Global Citizenship

Pattern number within this pattern set: 
Douglas Schuler
Public Sphere Project
Lori Blewett
The Evergreen State College

Rights and responsibilities as narrowly defined by citizenship in a particular nation-state can result in an us-against-them mind-set, leading to biased interpretations of information, and even paranoia and hostility to other countries. This understanding can also be used to deny the reality or meaning of oppression and suffering in other countries and to eschew responsibility for helping to redress these problems. Citizenship also determines access to health care, education, and other rights —rights that arguably should be universal. A narrow interpretation of citizenship implicitly cedes power to national governments whose defense of national interest can sometimes be used against its own citizens who have no legal access to a ‘‘higher authority,’’ and can restrict the participation of citizens in global affairs and problem solving.


In the waning years of the twentieth century, people worldwide increasingly began to notice the world outside their own. At the same time nation-states, facing the new realities of economic globalization, seemed to be losing their ability—as well as their interest —in promoting the welfare of their own citizens and the natural world. As John Urry (1999) stated, ‘‘More generally, global money markets, world travel, the Internet, globally recognized brands, globally organized corporations, the Rio Earth summit, ‘global celebrities’ living as global citizens and so on, all speak of modes of social experience which transcend each nation-state and its constitution of the national citizen.’’ Global climate change, natural resource depletion, economic inequity, and other vast problems that humankind now faces can be added to that list.

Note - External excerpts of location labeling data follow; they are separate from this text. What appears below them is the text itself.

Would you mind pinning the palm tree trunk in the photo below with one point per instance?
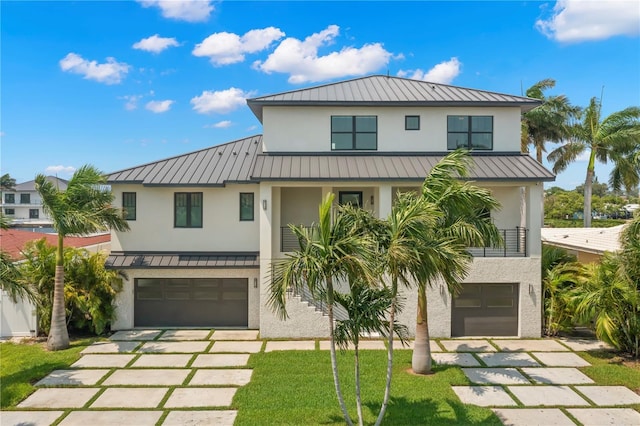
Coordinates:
(588, 185)
(58, 335)
(421, 357)
(392, 314)
(357, 372)
(334, 360)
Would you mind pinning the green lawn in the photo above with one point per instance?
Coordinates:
(294, 388)
(25, 363)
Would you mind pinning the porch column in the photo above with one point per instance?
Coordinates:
(535, 215)
(385, 196)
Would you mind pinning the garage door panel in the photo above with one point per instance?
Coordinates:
(485, 310)
(187, 302)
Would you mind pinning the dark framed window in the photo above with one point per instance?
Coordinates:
(412, 122)
(470, 132)
(246, 206)
(354, 132)
(350, 197)
(188, 209)
(129, 205)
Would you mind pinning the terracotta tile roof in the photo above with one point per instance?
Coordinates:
(13, 240)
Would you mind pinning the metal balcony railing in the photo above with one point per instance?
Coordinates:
(515, 243)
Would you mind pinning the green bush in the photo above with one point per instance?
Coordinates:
(89, 288)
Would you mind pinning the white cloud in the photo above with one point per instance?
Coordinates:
(582, 20)
(60, 170)
(111, 72)
(182, 10)
(155, 43)
(221, 102)
(131, 101)
(300, 59)
(228, 48)
(159, 106)
(444, 72)
(220, 125)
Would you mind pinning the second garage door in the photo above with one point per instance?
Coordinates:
(191, 302)
(485, 310)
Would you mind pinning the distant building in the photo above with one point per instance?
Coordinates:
(587, 244)
(22, 205)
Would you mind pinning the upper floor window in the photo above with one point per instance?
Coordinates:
(354, 132)
(246, 206)
(188, 209)
(412, 122)
(350, 197)
(470, 132)
(129, 205)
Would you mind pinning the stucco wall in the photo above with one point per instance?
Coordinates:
(287, 129)
(124, 301)
(222, 229)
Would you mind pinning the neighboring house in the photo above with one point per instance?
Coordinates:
(206, 225)
(23, 205)
(587, 244)
(19, 319)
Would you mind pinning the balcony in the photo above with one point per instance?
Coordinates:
(515, 243)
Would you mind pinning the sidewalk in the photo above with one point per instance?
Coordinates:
(178, 377)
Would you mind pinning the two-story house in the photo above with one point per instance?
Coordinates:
(206, 225)
(22, 204)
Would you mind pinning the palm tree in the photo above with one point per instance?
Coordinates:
(83, 208)
(462, 223)
(547, 123)
(333, 250)
(615, 137)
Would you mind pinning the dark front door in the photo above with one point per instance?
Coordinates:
(191, 302)
(485, 310)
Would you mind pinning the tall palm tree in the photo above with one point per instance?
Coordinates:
(333, 250)
(83, 208)
(462, 223)
(614, 138)
(547, 123)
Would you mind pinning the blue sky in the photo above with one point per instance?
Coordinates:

Citizenship is generally described as the formal relationship, usually codified in law, of a person (the citizen) and a state and often is delineated in terms of rights and responsibilities. Its site has shifted from the Greek city-state, where the idea first took hold, to the modern nation-state, whose birth is linked to the 1648 Treaty of Westphalia, which established the convention that countries and its citizens do not interfere in the internal affairs of other countries.

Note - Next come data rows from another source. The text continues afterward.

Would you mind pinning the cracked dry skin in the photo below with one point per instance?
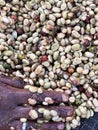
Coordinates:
(12, 100)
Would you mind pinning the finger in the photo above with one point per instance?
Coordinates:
(14, 82)
(43, 112)
(21, 112)
(51, 112)
(45, 98)
(17, 125)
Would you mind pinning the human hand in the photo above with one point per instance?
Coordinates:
(14, 106)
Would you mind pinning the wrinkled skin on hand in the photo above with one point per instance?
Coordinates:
(12, 108)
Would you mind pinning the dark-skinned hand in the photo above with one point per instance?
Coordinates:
(14, 105)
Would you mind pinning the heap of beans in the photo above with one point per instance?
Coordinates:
(53, 44)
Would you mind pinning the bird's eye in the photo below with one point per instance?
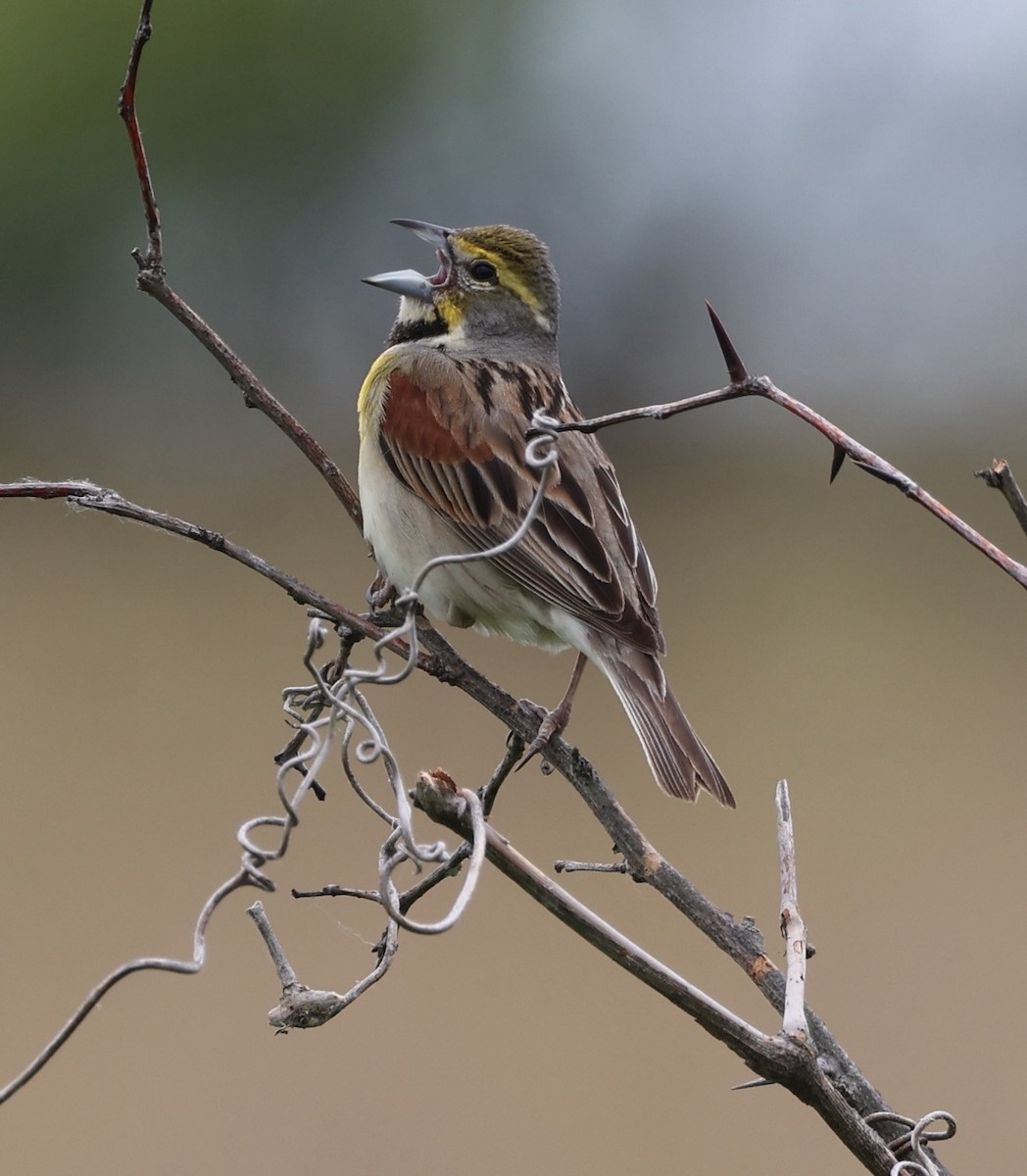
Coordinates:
(481, 270)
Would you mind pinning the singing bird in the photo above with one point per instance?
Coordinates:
(444, 416)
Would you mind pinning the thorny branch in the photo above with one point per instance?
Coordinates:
(823, 1076)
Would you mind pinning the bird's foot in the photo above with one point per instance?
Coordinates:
(551, 722)
(381, 593)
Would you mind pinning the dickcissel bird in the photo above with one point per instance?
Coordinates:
(444, 416)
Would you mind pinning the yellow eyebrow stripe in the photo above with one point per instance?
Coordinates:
(503, 270)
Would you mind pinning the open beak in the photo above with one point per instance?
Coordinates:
(409, 282)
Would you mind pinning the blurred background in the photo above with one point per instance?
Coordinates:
(847, 186)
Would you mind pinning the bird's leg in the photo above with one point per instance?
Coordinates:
(381, 592)
(555, 721)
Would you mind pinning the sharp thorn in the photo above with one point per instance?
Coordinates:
(837, 462)
(735, 368)
(755, 1083)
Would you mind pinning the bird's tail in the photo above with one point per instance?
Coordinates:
(676, 756)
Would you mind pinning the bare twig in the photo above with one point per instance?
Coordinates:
(781, 1059)
(147, 963)
(1000, 477)
(152, 280)
(792, 927)
(126, 109)
(841, 442)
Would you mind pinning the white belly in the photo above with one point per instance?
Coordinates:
(405, 533)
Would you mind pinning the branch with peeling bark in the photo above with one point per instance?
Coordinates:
(805, 1057)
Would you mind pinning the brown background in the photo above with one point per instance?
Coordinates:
(834, 635)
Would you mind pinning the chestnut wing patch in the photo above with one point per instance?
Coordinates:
(460, 448)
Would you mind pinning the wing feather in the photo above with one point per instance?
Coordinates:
(453, 433)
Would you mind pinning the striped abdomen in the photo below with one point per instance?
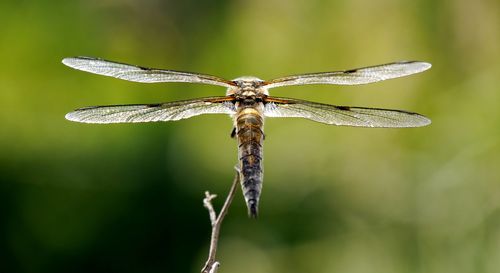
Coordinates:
(249, 126)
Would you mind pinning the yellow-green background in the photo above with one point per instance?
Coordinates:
(127, 198)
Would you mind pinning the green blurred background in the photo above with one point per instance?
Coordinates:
(128, 198)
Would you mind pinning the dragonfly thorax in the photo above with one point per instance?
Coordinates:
(247, 86)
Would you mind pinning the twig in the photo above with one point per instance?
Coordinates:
(211, 266)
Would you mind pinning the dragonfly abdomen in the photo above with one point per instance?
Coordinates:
(249, 125)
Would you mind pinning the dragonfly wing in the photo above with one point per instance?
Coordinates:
(354, 76)
(343, 115)
(153, 112)
(140, 74)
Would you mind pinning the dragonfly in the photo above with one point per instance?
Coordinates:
(248, 102)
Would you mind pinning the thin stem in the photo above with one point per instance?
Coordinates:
(211, 266)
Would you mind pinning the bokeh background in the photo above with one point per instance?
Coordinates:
(128, 198)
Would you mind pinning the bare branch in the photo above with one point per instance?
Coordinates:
(207, 203)
(211, 266)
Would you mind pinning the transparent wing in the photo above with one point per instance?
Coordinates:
(153, 112)
(140, 74)
(354, 76)
(342, 115)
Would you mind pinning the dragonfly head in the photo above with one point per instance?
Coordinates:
(247, 86)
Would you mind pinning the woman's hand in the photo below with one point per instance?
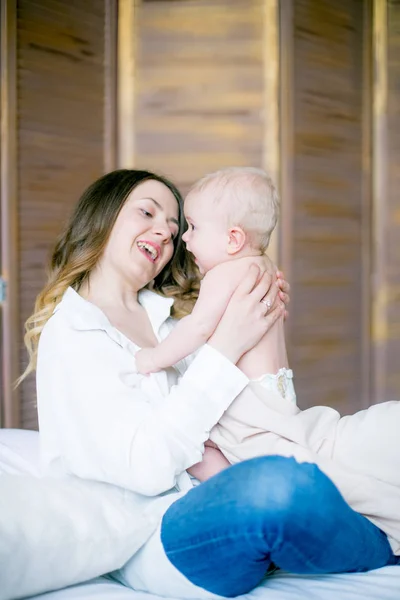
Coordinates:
(254, 307)
(284, 290)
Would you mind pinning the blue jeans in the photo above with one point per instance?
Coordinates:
(226, 533)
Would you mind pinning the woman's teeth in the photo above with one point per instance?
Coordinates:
(149, 249)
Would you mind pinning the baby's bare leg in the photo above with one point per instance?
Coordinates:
(213, 462)
(268, 356)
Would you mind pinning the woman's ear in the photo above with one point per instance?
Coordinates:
(236, 240)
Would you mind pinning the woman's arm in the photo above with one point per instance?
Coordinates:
(105, 427)
(193, 331)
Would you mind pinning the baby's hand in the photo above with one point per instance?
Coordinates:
(145, 361)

Many nationalist political movements —the eighteenth-century American Revolution through the twentieth-century Palestinian Liberation struggle —emphasize national identity and citizenship to assert their right to self-determination and political autonomy from oppressive colonial states. But history is also rife with examples of nationalism used to oppress and remove minority, and sometimes majority, populations. At the same time, the liberal concept of citizenship based on a shared national identity offers the promise of overcoming religious and ethnic divisions. From the perspective of economically disadvantaged and oppressed subpopulations, however, the promise of inclusivity and shared interests has fallen flat.

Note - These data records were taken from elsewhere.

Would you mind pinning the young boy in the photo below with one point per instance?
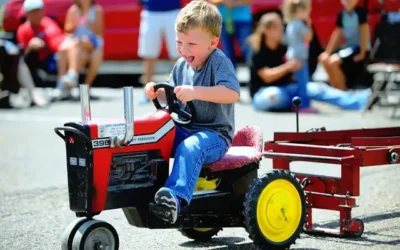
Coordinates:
(352, 23)
(299, 35)
(207, 77)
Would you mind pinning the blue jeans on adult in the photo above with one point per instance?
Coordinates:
(242, 31)
(280, 98)
(192, 151)
(303, 78)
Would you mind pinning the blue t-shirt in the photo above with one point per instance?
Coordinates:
(239, 14)
(297, 46)
(218, 70)
(161, 5)
(350, 23)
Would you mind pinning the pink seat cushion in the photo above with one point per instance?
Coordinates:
(246, 148)
(236, 157)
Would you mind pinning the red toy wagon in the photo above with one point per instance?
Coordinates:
(351, 149)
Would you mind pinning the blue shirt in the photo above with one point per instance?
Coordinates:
(161, 5)
(217, 71)
(297, 46)
(239, 14)
(350, 23)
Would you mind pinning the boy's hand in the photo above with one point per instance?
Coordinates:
(149, 91)
(294, 65)
(323, 57)
(185, 93)
(359, 57)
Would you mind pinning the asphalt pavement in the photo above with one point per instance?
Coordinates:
(34, 208)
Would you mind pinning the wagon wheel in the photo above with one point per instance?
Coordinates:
(202, 234)
(356, 228)
(275, 210)
(96, 234)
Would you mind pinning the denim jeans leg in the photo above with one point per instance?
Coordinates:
(200, 148)
(302, 78)
(271, 98)
(342, 99)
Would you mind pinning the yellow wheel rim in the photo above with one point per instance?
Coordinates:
(279, 210)
(203, 184)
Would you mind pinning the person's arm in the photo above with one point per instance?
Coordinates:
(216, 94)
(54, 37)
(71, 19)
(22, 40)
(270, 75)
(98, 27)
(336, 34)
(308, 32)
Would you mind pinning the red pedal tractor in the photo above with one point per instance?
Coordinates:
(122, 164)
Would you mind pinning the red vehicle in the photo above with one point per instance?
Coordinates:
(122, 20)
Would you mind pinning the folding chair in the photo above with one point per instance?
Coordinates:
(385, 56)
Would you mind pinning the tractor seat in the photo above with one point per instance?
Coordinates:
(246, 148)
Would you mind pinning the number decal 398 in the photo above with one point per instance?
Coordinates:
(101, 143)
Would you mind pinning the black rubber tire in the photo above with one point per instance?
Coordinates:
(193, 234)
(89, 226)
(69, 233)
(250, 210)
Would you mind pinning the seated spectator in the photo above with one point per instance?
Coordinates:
(272, 83)
(352, 24)
(157, 20)
(237, 25)
(298, 36)
(83, 45)
(15, 73)
(40, 38)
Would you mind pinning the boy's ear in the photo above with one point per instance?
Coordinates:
(214, 42)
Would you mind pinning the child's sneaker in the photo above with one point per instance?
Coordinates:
(168, 205)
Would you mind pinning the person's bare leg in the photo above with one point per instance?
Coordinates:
(95, 60)
(149, 65)
(339, 80)
(26, 80)
(328, 70)
(75, 64)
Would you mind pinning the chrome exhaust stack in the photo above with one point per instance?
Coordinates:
(85, 103)
(124, 140)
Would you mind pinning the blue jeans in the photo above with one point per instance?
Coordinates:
(279, 98)
(303, 78)
(192, 151)
(242, 31)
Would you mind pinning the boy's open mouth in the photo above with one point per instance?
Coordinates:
(189, 59)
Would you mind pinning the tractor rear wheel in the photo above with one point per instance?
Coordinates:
(275, 210)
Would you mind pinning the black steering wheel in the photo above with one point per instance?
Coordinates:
(184, 117)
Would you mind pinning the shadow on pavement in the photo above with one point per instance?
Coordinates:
(228, 243)
(366, 238)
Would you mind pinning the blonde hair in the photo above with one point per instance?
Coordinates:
(201, 14)
(290, 7)
(266, 21)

The transnational realm of global capital in a free-market world, requires global civic response. As national laws are superseded by international treaties and trade agreements, individuals’ rights and obligations become governed by global institutions —the reality that citizens of debt-ridden nations are well aware of. The question is not whether we are global citizens. The question is what form our citizenship will take. What are our rights and responsibilities toward global governing institutions and structures. Should governing bodies be directly elected by the governed? How will the rights of the weakest be protected from the strongest in the global polity? What counts as a right? What responsibilities do global citizens have to one another?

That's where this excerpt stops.